There is a strong need for more dialogue between the city of Ketchum and its businesses. That was the theme of the first forum between Mayor Nina Jonas and some 70 local business affiliates last Thursday night at the Starbucks coffee shop in Ketchum.
Led by city representatives Joyce Allgaier and Deb Burns, the audience communicated with the city via a keypad polling system by answering questions posed by Allgaier.
“The passion for Ketchum, as well as frustration with the current business climate, were the major themes of yesterday’s Business Owners Forum,” Jonas said in a Friday email summarizing the meeting.
More than three-fourths of the participants were veteran business owners with more than 10 years under their belts, according to the polling information. Polling numbers showed that 40 percent of business owners and employees feel as though communication is worse this year than it was last year. The mayor’s polling data revealed a lack of knowledge about existing business organizations and unhappiness with the city’s communication strategies and follow-through.
“There’s a lack of action,” one female participant said. “We go to meetings, but nothing changes. Marketing doesn’t make a difference.”
In response, Allgaier said the Sun Valley Marketing Alliance is a good resource for business owners. Informally called Visit Sun Valley, the organization is a non-government entity that aims to promote and draw visitors to the area. President Arlene Schieven encouraged participants to come to the organization’s meetings and join its email list.
“We’re looking for the city to bring the people to us.”
Owner of Bellissimo
Allgaier asked whether businesses were interested in city-run workshops and which types of workshops would be helpful. The three top choices were networking, advocacy and small-business support. However, not all participants felt that city resources would be better spent on tourism and marketing.
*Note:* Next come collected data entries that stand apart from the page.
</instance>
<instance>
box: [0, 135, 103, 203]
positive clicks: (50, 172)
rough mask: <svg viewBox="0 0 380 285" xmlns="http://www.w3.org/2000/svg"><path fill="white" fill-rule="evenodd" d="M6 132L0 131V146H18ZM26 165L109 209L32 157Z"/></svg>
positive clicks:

“We’re not looking for workshops,” said Terry Murphy, owner of Bellissimo, a home-décor store. “We’re looking for the city to bring the people to us.”
Numerous business owners said that organizations such as Visit Sun Valley aren’t capitalizing on the uncharacteristically sunny weather this spring in terms of drawing Idaho residents to the area, especially young people.
There isn’t much initiative for young people to move to Sun Valley, according to Ryan Kolquist. As a manager of Whiskey Jacques’ restaurant and nightclub, Kolquist said his business could use more help in promoting concerts. He said popular bands draw young people from all over Idaho and there would be a ripple effect on local businesses if the city marketed their events. Other members echoed his sentiment, offering up suggestions to bring back local hot springs and encourage educational initiatives.
“If we don’t go after the youth, it’s only a matter of time before it’s done,” one male participant said.
Entrepreneur Jesse Sheue is attempting to open a restaurant in downtown Ketchum, but is bogged down by “red tape.” He said he had to submit a 31-page design-review application to the Planning and Zoning Commission, despite only making minor modifications to the building, and that the time and money required by the design process could sap his resources.
“It could crush me,” he said.
Jim Kuehn, part-owner of Whiskey Jacques’, said local businesses are frustrated and that the city should survey all business owners, since only a small percentage was represented at the meeting.
“There are 65 people here,” he said. “That’s only 10 percent of business permits [held in this town].”
Jonas said the meeting was the first of many, and that she hopes to hold “roundtable style” discussions with business owners in the near future.
The meeting was meant to touch base with local businesses in a broader sense, not immediately enact policy changes.
“I thought it was great opportunity to get them all together,” Schieven said in a phone interview. “That was not a meeting that was intended to be about marketing.”